As they near six years in business together, Smith and Lunt are pleased with their decision. "We love being our own bosses," Lunt remarks. "There's a real level of autonomy." As for their relationship, it appears to be working well. "We don't cross each other's lines," explains the president. "We have different skill sets, and we respect what the other one knows. The business splits itself up nicely that way."

Project managers Ken Gingras and Barbara Ganey describe the work environment at DBS as exciting and cooperative. "It's fun to see people who are so interested in what they do that customers get caught up in the enthusiasm," says Ganey.

What is challenging for Dynamic Business Solutions whose customers are usually northeastern manufacturers and professional services companies grossing between $1 million and $100 million annually is the breakneck speed at which the technology industry moves. "What you knew yesterday is obsolete tomorrow," offers Lunt. "It's a voracious pace of learning the products, and the company has to constantly reinvent itself. What worked a year and a half ago don't count on it now."

Over the next year, Smith and Lunt want to concentrate on developing even more in-depth knowledge of their product lines and on communicating more consistently with customers. "We have to get better at articulating what we do because customers can read it, but they may not understand it," Lunt admits. Moreover, the co-owners want to make sure that their high-energy philosophy permeates every facet of the company.

While not actively looking for new employees, both say that if the right person walked through the door, they would happily find him or her a spot. "The work's there," Lunt says. "It's a matter of whether we want the work or not, and that's regulated by our ability to find great people."

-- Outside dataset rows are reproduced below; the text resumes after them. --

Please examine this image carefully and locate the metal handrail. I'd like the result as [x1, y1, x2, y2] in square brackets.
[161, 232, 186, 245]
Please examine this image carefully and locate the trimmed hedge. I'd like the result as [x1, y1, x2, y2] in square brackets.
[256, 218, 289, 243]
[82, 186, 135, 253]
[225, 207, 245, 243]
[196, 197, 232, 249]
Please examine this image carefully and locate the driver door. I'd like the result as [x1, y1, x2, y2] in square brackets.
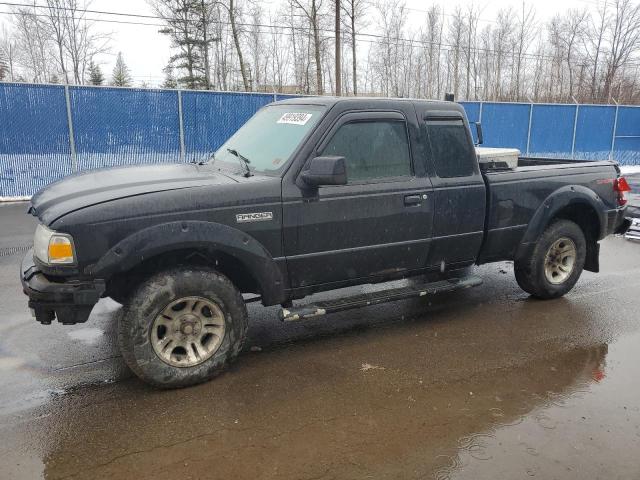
[283, 110, 433, 289]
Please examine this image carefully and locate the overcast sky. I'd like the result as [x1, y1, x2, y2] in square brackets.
[0, 0, 604, 85]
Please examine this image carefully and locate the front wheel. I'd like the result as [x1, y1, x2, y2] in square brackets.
[118, 267, 247, 388]
[514, 220, 587, 299]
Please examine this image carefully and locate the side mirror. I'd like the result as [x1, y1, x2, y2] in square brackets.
[300, 157, 347, 187]
[476, 122, 484, 145]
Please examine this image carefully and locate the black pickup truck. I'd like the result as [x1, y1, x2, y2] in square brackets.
[21, 97, 629, 387]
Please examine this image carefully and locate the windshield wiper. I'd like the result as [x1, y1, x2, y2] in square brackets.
[190, 152, 216, 165]
[227, 148, 253, 178]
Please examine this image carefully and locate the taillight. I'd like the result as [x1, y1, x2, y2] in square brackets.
[613, 177, 631, 207]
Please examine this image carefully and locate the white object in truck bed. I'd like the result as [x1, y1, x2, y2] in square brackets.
[476, 147, 520, 168]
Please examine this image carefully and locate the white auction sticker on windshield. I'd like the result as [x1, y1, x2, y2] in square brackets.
[278, 112, 312, 125]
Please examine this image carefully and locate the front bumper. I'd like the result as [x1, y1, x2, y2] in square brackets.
[20, 250, 105, 325]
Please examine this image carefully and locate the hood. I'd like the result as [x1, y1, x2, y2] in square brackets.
[30, 163, 236, 225]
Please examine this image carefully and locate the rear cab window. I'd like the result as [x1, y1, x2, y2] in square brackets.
[425, 117, 475, 178]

If Smith and Lunt keep doing what they're doing, that shouldn't pose too much of a problem. General manager of Franklin Paint Co. in Franklin, Mass., and a customer since 1999, Robin Lander believes more companies should follow Dynamic Business Solutions' example. "Even though I make paint, I know it's customer service that keeps people coming back. Everyone at DBS always follows through, and they treat every single person the same way. I wish I had more vendors like them," she says. "I know if I lived in Vermont, I'd go work for them."